The MacQIIME package includes many separate software packages developed by many different research groups, all wrapped together by the QIIME scripts. Since you install MacQIIME in just one step, all those separate software packages seem somewhat invisible, and you may not even notice whose software you're really using. Here are some of the software packages you may be using within MacQIIME, and how to cite them, organized into the separate steps in a common sequence analysis pipeline.

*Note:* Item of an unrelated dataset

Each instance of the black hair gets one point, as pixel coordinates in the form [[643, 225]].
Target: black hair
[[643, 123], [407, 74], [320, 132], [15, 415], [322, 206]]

This is not a complete list. If you notice an oversight or an important reference missing, please email me and let me know. Thanks!  -Jeff

Citing the overall QIIME package

The overall QIIME software package/pipeline can be cited as follows:

Caporaso JG, Kuczynski J, Stombaugh J, Bittinger K, Bushman FD, Costello EK, Fierer N, Gonzalez Pena A, Goodrich JK, Gordon JI, Huttley GA, Kelley ST, Knights D, Koenig JE, Ley RE, Lozupone CA, McDonald D, Muegge BD, Pirrung M, Reeder J, Sevinsky JR, Turnbaugh PJ, Walters WA, Widmann J, Yatsunenko T, Zaneveld J, Knight R. 2010. QIIME allows analysis of high-throughput community sequencing data. Nature Methods 7(5): 335-336.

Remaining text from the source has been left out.